Figures & data
Figure 1 Murine retinal vascular changes during OIR.
Notes: (A) Graphic representation of retinal vasculature at the microscopic level (superior image) and in microscopic cross section (inferior image) in a healthy C57Bl/6 mouse at P7 under normal conditions. Mice are normally born with avascular retinas, allowing for full observation of vascular growth postnatally. By P7, the superficial vascular plexus (ie, epiretinal vascular network) almost fully extends across the peripheral retina, and vessels begin to develop orthogonal to the retinal surface, eventually forming the intermediate and deep vascular plexus (ie, intraretinal vascular network). Full vascular maturation is usually achieved around P21–P25 in C57Bl/6 mice. (B) Depiction of vaso-obliteration during phase 1 of OIR, when mice are exposed to 75% oxygen from P7 to P12. An important distinction is that vaso-obliteration in mice occurs in the central retina, in contrast to the peripheral vaso-obliteration seen in the rat OIR model and in human ROP. During this high oxygen exposure, VEGF production is suppressed in the relatively hyperoxic central retina, resulting in vascular loss. Of note, progression of vaso-obliteration is most rapid within the first 48 hours of high oxygen exposure. (C) Upon transfer from high oxygen exposure to room air at P12, the central avascular retina experiences relative ischemia, especially given the nutritional demands of the growing retina. As a result, VEGF is produced in this ischemic zone, which activates downstream effector molecules that lead to the characteristic neovascular tufts seen in phase 2 of OIR. Neovessels primarily form at the junction of the vascular and avascular zones, with peak neovessel density reached by P17 in C57Bl/6 mice, as depicted here. (D) Depiction of the vascular repair process, where spontaneous neovessel regression coincides with waning pro-angiogenic factors and normal revascularization. This repair process is essentially complete by P25.

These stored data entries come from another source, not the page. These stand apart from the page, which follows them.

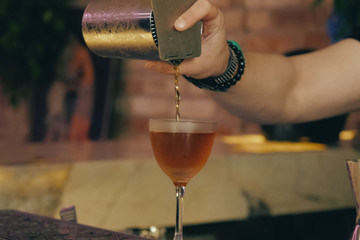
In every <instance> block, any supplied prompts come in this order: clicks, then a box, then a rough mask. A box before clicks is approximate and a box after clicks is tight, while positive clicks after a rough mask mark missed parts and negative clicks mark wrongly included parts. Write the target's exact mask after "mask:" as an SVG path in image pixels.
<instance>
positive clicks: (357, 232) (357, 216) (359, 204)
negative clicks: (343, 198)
mask: <svg viewBox="0 0 360 240" xmlns="http://www.w3.org/2000/svg"><path fill="white" fill-rule="evenodd" d="M346 169H347V173H348V176H349V180H350V185H351V190H352V193H353V199H354V203H355V207H356V222H355V228H354V232H353V236H352V238H351V239H352V240H360V209H359V206H360V159H348V160H346Z"/></svg>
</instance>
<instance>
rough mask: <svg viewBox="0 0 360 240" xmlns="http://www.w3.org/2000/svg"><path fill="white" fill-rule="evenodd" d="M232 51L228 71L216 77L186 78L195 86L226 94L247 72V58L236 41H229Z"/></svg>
mask: <svg viewBox="0 0 360 240" xmlns="http://www.w3.org/2000/svg"><path fill="white" fill-rule="evenodd" d="M227 44H228V46H229V50H230V58H229V64H228V67H227V69H226V71H225V72H224V73H223V74H222V75H220V76H216V77H209V78H204V79H195V78H191V77H188V76H185V75H184V78H185V79H186V80H188V81H189V82H191V83H192V84H194V85H195V86H197V87H199V88H202V89H207V90H211V91H221V92H226V91H227V90H228V89H229V88H230V87H231V86H234V85H235V84H236V83H237V82H238V81H240V79H241V77H242V75H243V74H244V70H245V58H244V55H243V53H242V51H241V48H240V46H239V45H238V44H237V42H235V41H227Z"/></svg>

Abbreviations: OIR, oxygen-induced retinopathy; P, postnatal day; ROP, retinopathy of prematurity; VEGF, vascular endothelial growth factor.
Abbreviations: OIR, oxygen-induced retinopathy; P, postnatal day; ROP, retinopathy of prematurity; VEGF, vascular endothelial growth factor.
Figure 2 Control and OIR flatmounts at murine P17.
Notes: In this composite image, retinal flatmounts from C57Bl/6 mice at P17 under normal (left) and OIR (right) conditions were stained with isolectin B4 to label the vasculature (white). Normally, as seen on the left, retinal vessels branch radially from the optic disk in a uniform pattern across the entire retina. In contrast, P17 OIR mouse retinas possess extensive central vaso-obliteration with pathologic neovessels forming around the junction of the vascular and avascular zones, as evidenced by the dense, circular lectin-stained clusters seen on the right. These leaky, unorganized tufts often extend into the vitreous and reach peak density at P17, which is when neovascularization is typically assessed.
Abbreviations: OIR, oxygen-induced retinopathy; P, postnatal day.
Abbreviations: OIR, oxygen-induced retinopathy; P, postnatal day.